Background: Preemptive analgesics are commonly used to increase analgesic efficacy and patient satisfaction. The aim of this study was to evaluate the preemptive analgesic effect of intramuscular diclofenac on minimal effective dose spinal anesthesia for perianal surgeries.
Materials and Methods: Fifty patients ASA I&II were divided randomly into two groups, control group (GC N = 25) and Diclofenac group (GD N = 25), both groups received saddle block with 5% hyperbaric bupivacaine 0.5 mL (2.5 mg). Thirty minutes before the saddle block, patients in GD received 75 mg (3 mL) diclofenac intramuscularly, whereas patients in GC received 3 mL saline intramuscularly. The differences in the time for the first analgesic request, postoperative analgesic consumption as well as, visual analog scale, were our primary outcomes.
Results: Fifty patients (25 in each group) undergoing perianal surgery completed the study successfully. The time to the first request of analgesia was significantly longer in GD 511.8 (108.07) min. compared to the GC 179.56 (49.24) min with P = 0.00001, as well as the total consumption of rescue analgesic (tramadol hydrochloride) was significantly less in GD 66 (23.8) mg compared to 104 (28.5) mg in the GC with P = 0.00001.
Conclusion: Preemptive intramuscular diclofenac sodium with minimal dose bupivacaine saddle block significantly minimized the postoperative analgesic consumption and delayed the first analgesia request after perianal surgery.

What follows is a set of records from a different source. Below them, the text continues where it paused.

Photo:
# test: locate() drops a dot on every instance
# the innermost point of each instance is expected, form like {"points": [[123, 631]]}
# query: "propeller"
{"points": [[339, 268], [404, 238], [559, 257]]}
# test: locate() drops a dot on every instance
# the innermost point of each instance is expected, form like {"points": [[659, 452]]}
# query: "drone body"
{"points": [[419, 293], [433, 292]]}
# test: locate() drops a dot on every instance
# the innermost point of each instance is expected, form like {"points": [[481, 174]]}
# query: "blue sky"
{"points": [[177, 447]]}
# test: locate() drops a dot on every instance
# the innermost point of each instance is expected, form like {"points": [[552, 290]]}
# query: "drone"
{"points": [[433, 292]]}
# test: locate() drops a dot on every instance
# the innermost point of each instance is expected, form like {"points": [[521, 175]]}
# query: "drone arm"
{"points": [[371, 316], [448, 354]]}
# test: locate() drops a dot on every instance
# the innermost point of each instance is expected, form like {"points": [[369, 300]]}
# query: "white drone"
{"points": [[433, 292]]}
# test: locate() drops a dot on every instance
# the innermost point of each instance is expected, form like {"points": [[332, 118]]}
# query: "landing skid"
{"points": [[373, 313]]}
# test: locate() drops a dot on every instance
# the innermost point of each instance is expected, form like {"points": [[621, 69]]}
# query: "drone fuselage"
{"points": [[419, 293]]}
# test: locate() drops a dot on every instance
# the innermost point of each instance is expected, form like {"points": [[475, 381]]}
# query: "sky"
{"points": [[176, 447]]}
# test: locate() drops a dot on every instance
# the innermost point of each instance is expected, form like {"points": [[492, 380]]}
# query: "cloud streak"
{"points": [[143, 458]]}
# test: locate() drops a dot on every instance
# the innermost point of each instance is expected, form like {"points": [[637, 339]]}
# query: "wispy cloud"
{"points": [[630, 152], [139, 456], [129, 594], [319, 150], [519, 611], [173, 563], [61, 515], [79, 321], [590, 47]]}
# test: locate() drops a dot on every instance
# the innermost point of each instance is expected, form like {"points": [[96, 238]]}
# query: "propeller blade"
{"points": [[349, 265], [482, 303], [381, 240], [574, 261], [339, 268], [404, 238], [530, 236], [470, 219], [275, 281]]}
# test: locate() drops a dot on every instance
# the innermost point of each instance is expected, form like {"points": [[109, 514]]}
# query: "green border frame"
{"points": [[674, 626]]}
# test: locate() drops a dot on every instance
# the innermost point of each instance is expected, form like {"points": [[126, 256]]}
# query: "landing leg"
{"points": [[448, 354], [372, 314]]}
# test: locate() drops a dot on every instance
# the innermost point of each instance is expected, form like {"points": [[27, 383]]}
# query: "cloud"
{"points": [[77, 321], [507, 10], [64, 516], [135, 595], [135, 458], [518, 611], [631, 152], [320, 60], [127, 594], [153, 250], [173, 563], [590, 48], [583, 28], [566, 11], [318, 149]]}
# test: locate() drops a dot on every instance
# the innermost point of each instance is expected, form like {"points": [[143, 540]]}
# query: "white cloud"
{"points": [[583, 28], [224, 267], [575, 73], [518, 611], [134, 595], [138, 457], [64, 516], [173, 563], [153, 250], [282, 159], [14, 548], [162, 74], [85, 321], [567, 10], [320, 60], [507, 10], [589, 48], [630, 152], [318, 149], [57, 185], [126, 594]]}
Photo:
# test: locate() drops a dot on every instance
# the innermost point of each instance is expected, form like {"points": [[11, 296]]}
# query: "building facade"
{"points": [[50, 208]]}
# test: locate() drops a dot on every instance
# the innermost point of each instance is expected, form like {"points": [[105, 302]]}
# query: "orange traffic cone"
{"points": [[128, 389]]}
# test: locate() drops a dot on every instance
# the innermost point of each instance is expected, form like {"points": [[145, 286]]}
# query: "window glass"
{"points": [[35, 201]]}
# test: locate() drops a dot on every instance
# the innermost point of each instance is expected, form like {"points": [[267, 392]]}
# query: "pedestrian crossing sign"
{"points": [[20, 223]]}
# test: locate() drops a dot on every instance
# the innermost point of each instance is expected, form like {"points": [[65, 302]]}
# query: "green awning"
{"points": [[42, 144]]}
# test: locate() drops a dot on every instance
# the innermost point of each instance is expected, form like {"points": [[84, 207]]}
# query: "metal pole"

Keywords: Diclofenac, preemptive analgesia, saddle block

How to cite this article:
Al-metwalli RR, Khidr AM, Fallata SM, A. Elsayed HM. Effect of preemptive intramuscular diclofenac on minimal effective-dose bupivacaine saddle block for minor perianal surgeries. Saudi J Anaesth 2022;16:156-60

How to cite this URL:
Al-metwalli RR, Khidr AM, Fallata SM, A. Elsayed HM. Effect of preemptive intramuscular diclofenac on minimal effective-dose bupivacaine saddle block for minor perianal surgeries. Saudi J Anaesth [serial online] 2022 [cited 2022 May 23];16:156-60. Available from:

  Introduction Top

Effective control of postoperative pain is an issue that has been repeatedly emphasized and has received an increasing amount of attention in the past few years.[1],[2] Opioids, despite their side effects, are still the main cornerstone in managing acute postoperative pain.[3] Preemptive analgesia refers to the administration of effective analgesia prior to surgical trauma. The main mechanism of preemptive analgesia is desensitization of the central nervous system and prevention of pain before its onset.[4] Non-opioid preemptive analgesics are commonly used to increase analgesic efficacy and patient satisfaction as well as to reduce opioid consumption and side effects. The saddle block is selective spinal anesthesia that is commonly used for perianal surgeries.[5],[6],[7],[8]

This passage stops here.